Sexual and reproductive health and rights
Politicians in El Salvador have failed to consider proposals that would have decriminalised abortion in some circumstances. Abortion is a crime in the Catholic-majority nation, with access to abortion governed by strict laws that rights groups say put women’s lives in danger. A lifting of the ban would have been particularly important for children, as it is estimated that almost a third of all pregnancies in El Salvador are among girls aged 10 to 18, with many the result of incest or rape at the hands of someone known to the girl. In April the United Nations called on El Salvador to revise the law and review all such cases in which women had been jailed, but as a conservative-majority Congress takes over next week many regard the window for reform as at least temporarily shut. About 25 women are in prison accused of abortion-related crimes even though rights groups say they actually suffered miscarriages, stillbirths or pregnancy complications.
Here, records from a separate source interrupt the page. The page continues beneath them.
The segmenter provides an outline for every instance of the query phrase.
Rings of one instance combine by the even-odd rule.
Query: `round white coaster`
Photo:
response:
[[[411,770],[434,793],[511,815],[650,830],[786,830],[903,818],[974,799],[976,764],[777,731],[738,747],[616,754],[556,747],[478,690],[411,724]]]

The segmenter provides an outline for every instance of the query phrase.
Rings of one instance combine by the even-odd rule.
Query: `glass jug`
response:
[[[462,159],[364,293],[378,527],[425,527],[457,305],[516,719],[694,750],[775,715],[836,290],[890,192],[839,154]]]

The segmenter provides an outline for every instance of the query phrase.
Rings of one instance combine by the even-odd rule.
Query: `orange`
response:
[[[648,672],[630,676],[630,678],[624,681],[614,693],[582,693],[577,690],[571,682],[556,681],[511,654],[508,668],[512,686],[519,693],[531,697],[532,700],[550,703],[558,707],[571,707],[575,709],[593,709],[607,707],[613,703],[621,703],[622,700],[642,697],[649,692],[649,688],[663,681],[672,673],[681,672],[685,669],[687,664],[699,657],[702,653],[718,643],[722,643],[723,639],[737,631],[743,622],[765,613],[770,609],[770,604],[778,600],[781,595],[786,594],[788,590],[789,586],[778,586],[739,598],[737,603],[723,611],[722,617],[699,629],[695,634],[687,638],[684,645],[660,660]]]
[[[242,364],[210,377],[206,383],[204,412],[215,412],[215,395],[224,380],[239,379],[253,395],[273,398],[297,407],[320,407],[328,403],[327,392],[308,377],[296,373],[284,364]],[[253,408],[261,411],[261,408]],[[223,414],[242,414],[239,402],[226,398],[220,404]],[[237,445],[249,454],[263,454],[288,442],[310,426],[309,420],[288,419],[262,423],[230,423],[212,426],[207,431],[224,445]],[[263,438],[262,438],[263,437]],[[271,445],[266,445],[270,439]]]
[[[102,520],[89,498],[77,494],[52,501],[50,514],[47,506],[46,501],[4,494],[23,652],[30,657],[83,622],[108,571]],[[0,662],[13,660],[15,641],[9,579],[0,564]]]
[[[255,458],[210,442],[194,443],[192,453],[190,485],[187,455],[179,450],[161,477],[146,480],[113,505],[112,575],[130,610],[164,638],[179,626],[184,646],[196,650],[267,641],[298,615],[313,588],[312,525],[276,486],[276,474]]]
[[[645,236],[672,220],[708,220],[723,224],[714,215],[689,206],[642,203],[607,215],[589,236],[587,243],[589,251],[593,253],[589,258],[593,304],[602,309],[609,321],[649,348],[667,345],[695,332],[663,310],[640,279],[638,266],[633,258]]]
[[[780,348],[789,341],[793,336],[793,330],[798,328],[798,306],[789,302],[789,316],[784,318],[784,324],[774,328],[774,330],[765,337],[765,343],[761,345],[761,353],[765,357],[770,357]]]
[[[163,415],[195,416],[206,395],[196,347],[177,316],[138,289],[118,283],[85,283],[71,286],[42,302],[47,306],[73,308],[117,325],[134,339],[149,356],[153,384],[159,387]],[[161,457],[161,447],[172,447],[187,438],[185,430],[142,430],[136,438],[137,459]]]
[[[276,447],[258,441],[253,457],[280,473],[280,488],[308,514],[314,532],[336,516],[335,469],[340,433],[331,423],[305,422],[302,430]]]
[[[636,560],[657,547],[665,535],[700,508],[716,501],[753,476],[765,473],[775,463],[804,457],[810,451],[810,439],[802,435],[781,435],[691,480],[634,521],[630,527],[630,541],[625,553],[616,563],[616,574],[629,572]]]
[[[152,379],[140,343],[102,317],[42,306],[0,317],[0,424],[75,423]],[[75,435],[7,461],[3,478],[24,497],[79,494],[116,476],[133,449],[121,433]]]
Lawmakers in Zimbabwe have the opportunity to overturn discriminatory provisions in the country’s colonial-era public health laws during an upcoming parliamentary debate. Amnesty International has called on the government to remove age barriers for sexual and reproductive health services and information, and to ensure third party permission for accessing these services is not required, during the upcoming parliamentary debate on the Public Health Act Amendment Bill. The organisation alleges that adolescent girls bear the brunt of existing discrimination and could be worse off if the law limits legal capacity to consent to receiving health services and information to those aged 18 or older. Muleya Mwananyanda, Amnesty International’s Deputy Regional Director for Southern Africa noted: “The reality is that many adolescents are sexually active before they are 18 and the government must act to ensure that they can access the services and advice they need to help safeguard their health and their futures”.
UPCOMING EVENTS
THE LAST WORD
“Lawmakers have failed to fulfil their obligations because they have not guaranteed the constitutional right to health and life of girls and women,”
— Statement from Citizen Group for the Decriminalization of Abortion after El Salvador's government failed to decriminalise abortion.